简体   繁体   English

为数据科学项目组织 python 脚本

[英]Organize python scripts for a data science project

I have a folder with many subfolders and each subfolder has (n) python scripts that do a variety of tasks for the project.我有一个包含许多子文件夹的文件夹,每个子文件夹都有 (n) python 脚本,它们为项目执行各种任务。 It could be data analysis, call other scripts, automate some stuff etc. Some of these scripts are related to each other, some are standalone.它可以是数据分析、调用其他脚本、自动化一些东西等。
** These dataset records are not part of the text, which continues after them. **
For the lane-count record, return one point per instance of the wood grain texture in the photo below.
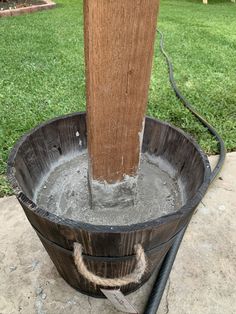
(119, 41)
(33, 156)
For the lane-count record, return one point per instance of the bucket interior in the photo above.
(50, 143)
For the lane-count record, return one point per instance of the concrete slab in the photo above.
(202, 280)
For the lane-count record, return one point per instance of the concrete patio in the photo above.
(202, 280)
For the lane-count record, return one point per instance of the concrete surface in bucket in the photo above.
(64, 191)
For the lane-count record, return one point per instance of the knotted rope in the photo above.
(135, 276)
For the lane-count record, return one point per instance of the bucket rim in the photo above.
(183, 211)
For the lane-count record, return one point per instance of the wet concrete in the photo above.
(65, 192)
(202, 279)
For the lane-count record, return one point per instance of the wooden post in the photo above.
(119, 44)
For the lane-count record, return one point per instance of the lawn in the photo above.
(42, 70)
这些脚本中的一些是相互关联的,一些是独立的。 But they are all part of the same 'project'.但它们都是同一个“项目”的一部分。

I come from Java world and I am used to packaging everything related to a project in a.jar file.我来自 Java 世界,我习惯于将与项目相关的所有内容打包在 a.jar 文件中。 Is there something similar I can do to organize these wild python scripts, even to the point of giving a common entry point into all of them?我可以做一些类似的事情来组织这些狂野的 python 脚本,甚至可以为所有这些脚本提供一个共同的入口点吗?

Yes, you can package the project and install it.是的,您可以 package 项目并安装它。 I like using Poetry for dependency management, virtualenvs, and packaging.我喜欢使用Poetry进行依赖管理、virtualenvs 和打包。 It can install your project either in a virtual or global environment, or build a *.whl for your project that makes it pip installable elsewhere (in a docker container, cloud resource, etc.).它可以在虚拟或全局环境中安装您的项目,或者为您的项目构建一个 *.whl,使其pip可安装在其他地方(在 docker 容器、云资源等中)。 It's sort of like a Maven for Python.它有点像 Python 的 Maven。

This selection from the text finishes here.